4. Podría seguir con más datos. La Universidad argentina está mal planificada, mal organizada, muchas veces mal gobernada; es poco federal, concentra en Buenos Aires, Rosario y Córdoba la mayor cantidad de alumnos y profesores; aprovecha que el CONICET paga dedicaciones exclusivas a sus investigadores para así pagarles dedicaciones simples a sus profesores (y si se jubila un profe con exclusiva, dividen su salario para pagar cinco profesores simples). Y sin embargo, a pesar de todo lo malo que se hace y lo bueno que se podría hacer, la Universidad pública sigue siendo un milagro. Las argentinas siguen siendo las mejores universidades de América Latina, formando profesionales que siempre consiguen trabajo, hasta en las crisis; produciendo investigación y conocimiento (no es un verso: se mide a través de sus publicaciones científicas y de sus patentes, no se puede fingir ni versear).

Y para colmo, lo afectivo: decenas de miles de pibes y pibas que son universitarios por primera vez en la historia de sus familias.
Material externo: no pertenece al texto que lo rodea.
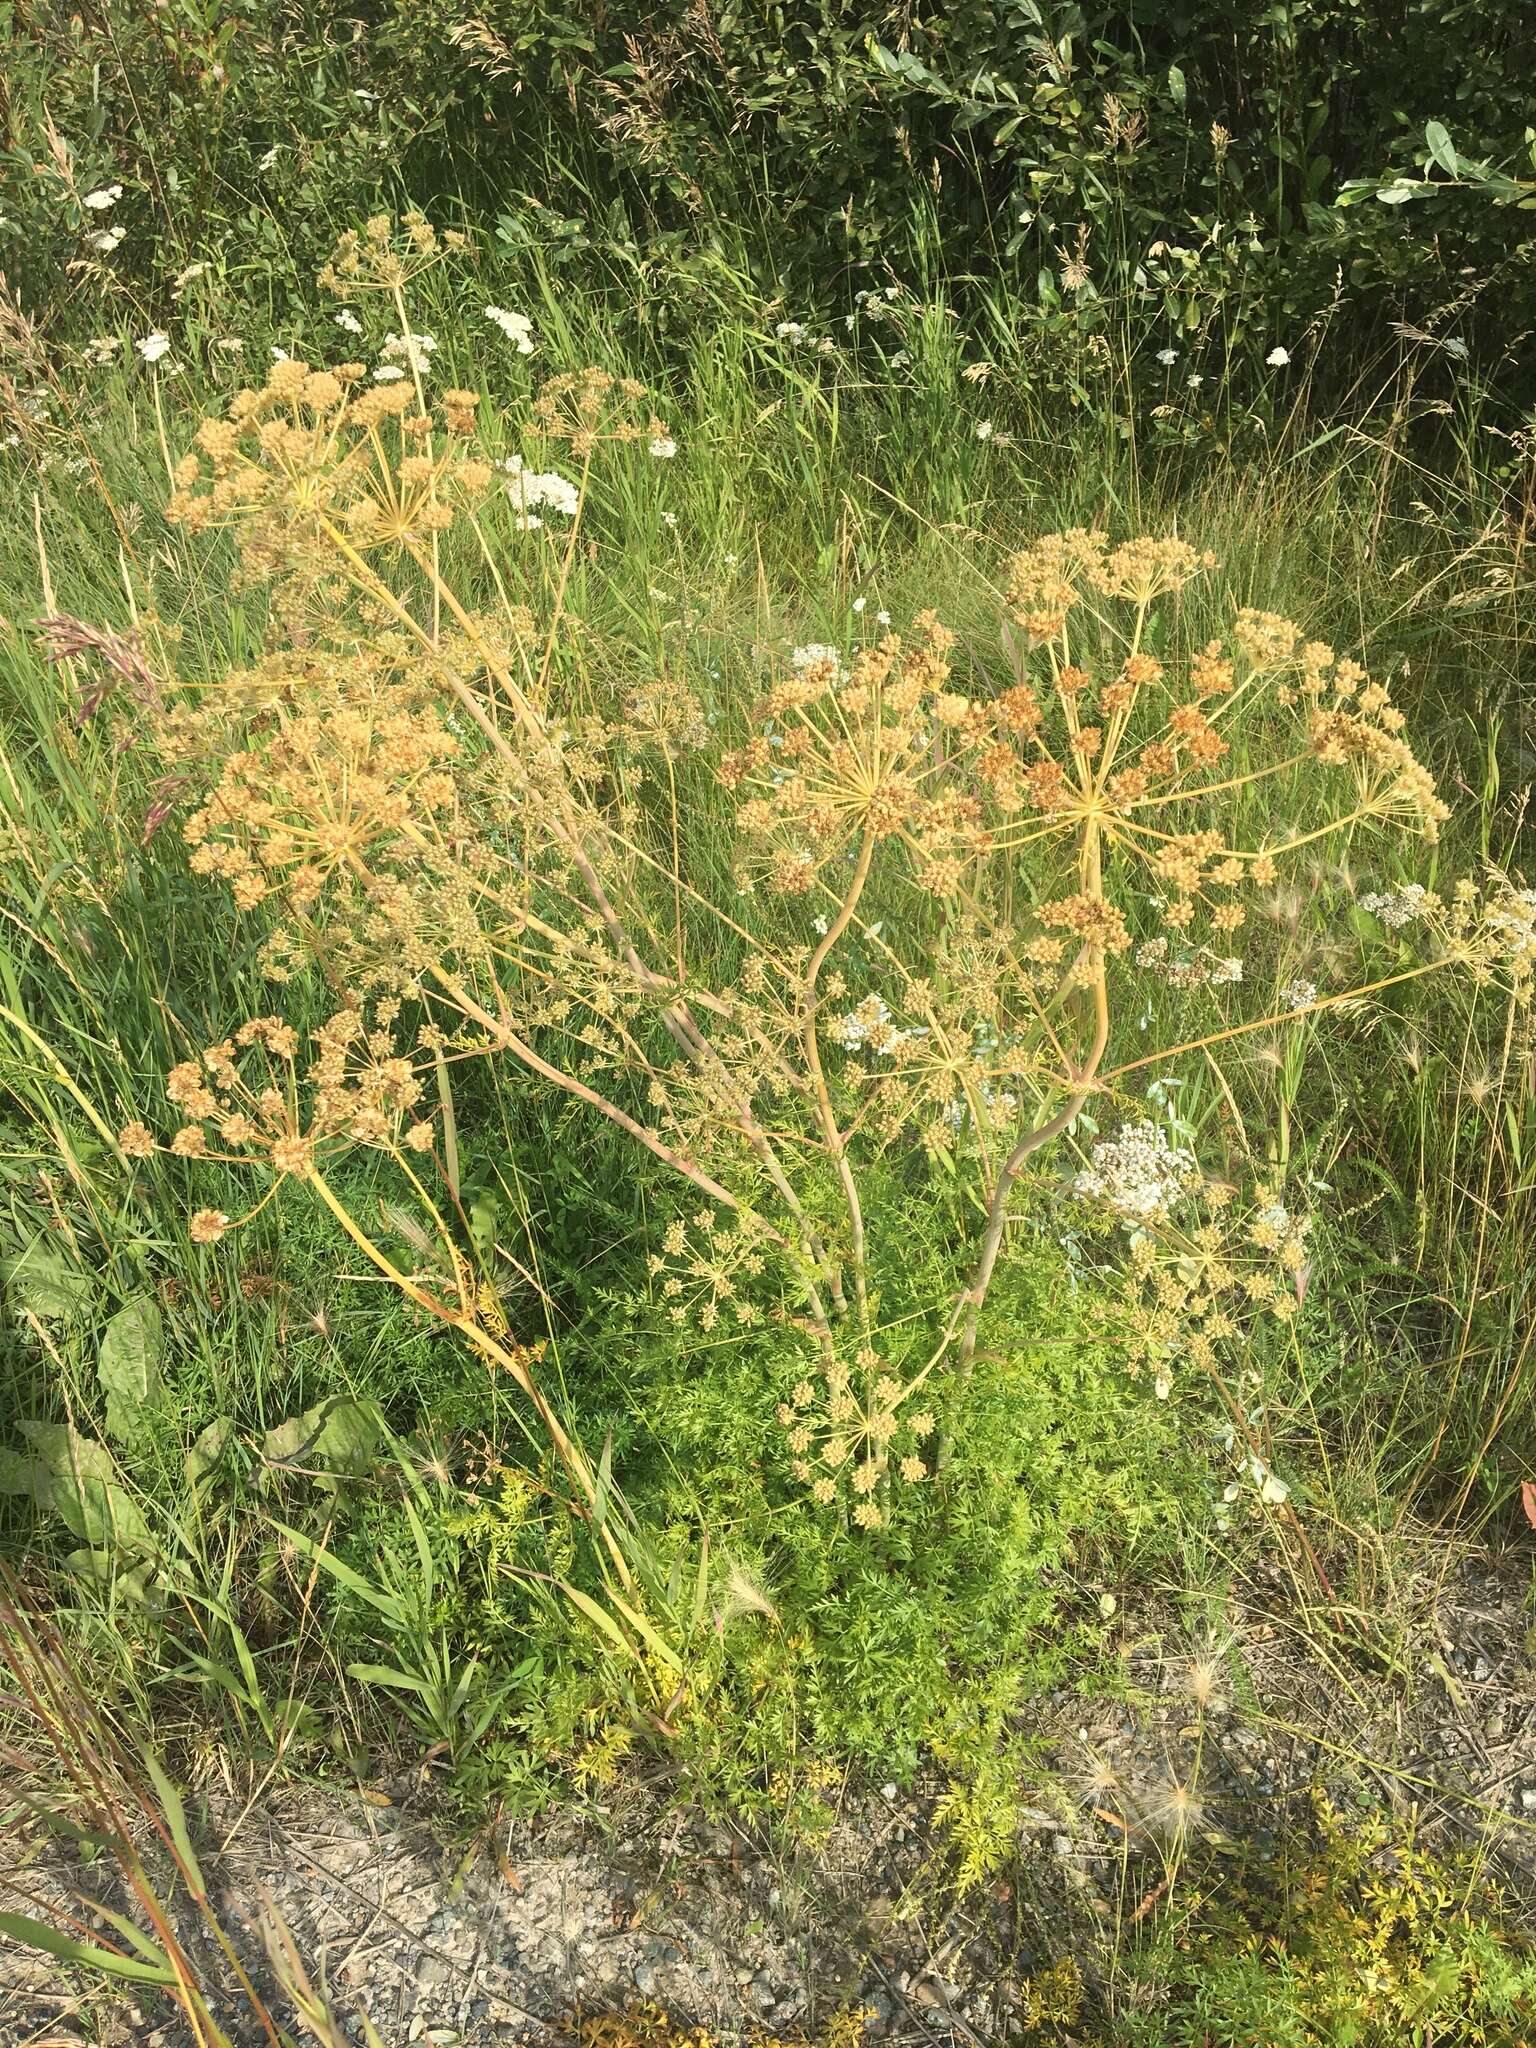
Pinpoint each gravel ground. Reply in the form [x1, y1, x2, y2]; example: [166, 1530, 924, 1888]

Aunque nunca se gradúen, el sólo hecho de pasar por las aulas los vuelve mejores. Las sociedades modernas miden su desarrollo humano por sus matrículas, no por sus tasas de graduación: cuantos más estudiantes estén dentro de la universidad, más desarrollada es esa sociedad. La gratuidad permite ese flujo necesariamente más democrático: todos la pagamos, ricos y pobres, con nuestros impuestos (la lógica sería que los ricos paguen más impuestos que los pobres; si eso no sucede, no es culpa de las universidades). Una sociedad debe elegir en qué gastar sus ingresos: la nuestra decidió que la educación era uno de esos lugares, y lo hizo hace 140 años, en 1884.

No muy paradójicamente, la ignorancia histórica de nuestros gobernantes se llena la boca hablando de Alberdi pero se olvida de la Ley 1420, sancionada ese año. Esa Ley produjo la sociedad más educada y democrática del continente: la gratuidad universitaria es su corolario, no su exceso. Los y las manifestantes de ayer la tienen grabada en la cabeza, en la memoria y en la historia de vida. El veto presidencial a la ley de financiamiento demuestra, simultáneamente, su ignorancia, su prepotencia, su espíritu antidemocrático y la ausencia de esa memoria.